"A generous and elevated mind is distinguished by nothing more certainly than an eminent degree of curiosity, nor is that curiosity ever more agreeably or usefully employed, than in examining the laws and customs of foreign nations." (Samuel Johnson)

vendredi 30 septembre 2016

Alors, on échange ?

« Les échangistes sont tenus de se garantir mutuellement de l’éviction. Celui qui est évincé a le droit de conclure à des dommages-intérêts et de répéter sa chose. » (extrait de l’entrée « Échange », E. de Chabrol-Chaméane, Dictionnaire de législation usuelle, 1835, p. 389).

Au vu du sens courant du mot « échangiste », cette citation peut faire sourire mais il ne faut pas oublier qu’« échangiste » a d’abord été – et reste – un terme juridique. Voici la définition qu’en donne Cornu : « Échangiste. Celui qui est partie à un contrat d’échange. Syn. copermutant, coéchangiste. » (Vocabulaire juridique, 10e éd., 2014, p. 380).

Selon le Dictionnaire historique de la langue française, le mot « échangiste », attesté dès 1776 dans son acception juridique, n’est entré dans la langue courante que dans les années 1960 : « ÉCHANGISTE n. et adj. (1776) désigne en droit et en économie la personne qui est partie dans un échange (...). Le mot (apr. 1960) se dit aussi de couples qui échangent chacun un partenaire amoureux, d’où ÉCHANGISME n.m. (apr. 1960). » (p. 1160).
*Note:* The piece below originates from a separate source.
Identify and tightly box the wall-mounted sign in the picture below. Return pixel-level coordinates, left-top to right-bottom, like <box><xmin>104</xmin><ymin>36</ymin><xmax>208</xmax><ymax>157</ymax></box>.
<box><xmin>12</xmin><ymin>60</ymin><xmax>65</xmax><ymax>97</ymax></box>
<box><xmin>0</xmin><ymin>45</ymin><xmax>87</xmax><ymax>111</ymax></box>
Dans son acception juridique, le terme « échangiste » semble assez peu utilisé aujourd’hui, du fait sans doute de sa proximité gênante avec son homonyme de la langue courante. Ses synonymes « coéchangiste » ou, plus encore, « copermutant », qui figure notamment dans l’article 1703 du Code civil, permettent d’éviter bien des situations embarrassantes. Ainsi, l’utilisation d’« échangiste » au lieu de « copermutant » dans cette phrase aurait certainement donné à celle-ci une tout autre saveur : « la mauvaise foi du copermutant résulte soit de ce qu’il a connu le vice caché, soit de ce qu’il en a connu ses manifestations » (extrait d’un arrêt de la Cour de cassation, 2014). Inversement, reconnaissons que cette remarque aurait eu nettement moins de piquant si le copermutant s’était substitué à l’échangiste : « Une conséquence ultérieure est que si l’un des deux échangistes est évincé, il peut reprendre sa chose des mains de l’autre échangiste. » (Jean-Baptiste Sirey, Jurisprudence de la Cour de cassation de 1791 à 1813, 1822, p. 98). Le verbe « reprendre » a ici le même sens que « répéter » dans l’extrait du Dictionnaire de législation usuelle cité plus haut. Quant à la « chose », votre imagination lui aura déjà fait son affaire, mais rappelons au passage qu’il s’agit d’un terme de base du vocabulaire juridique. Si, en common law, on la rencontre le plus souvent in action ou in possession, en droit français, on en vante l’autorité une fois qu’elle est jugée. Ce terme fondamental du langage du droit mérite une analyse approfondie et j'y reviendrai ultérieurement. En attendant, bien des choses à vous.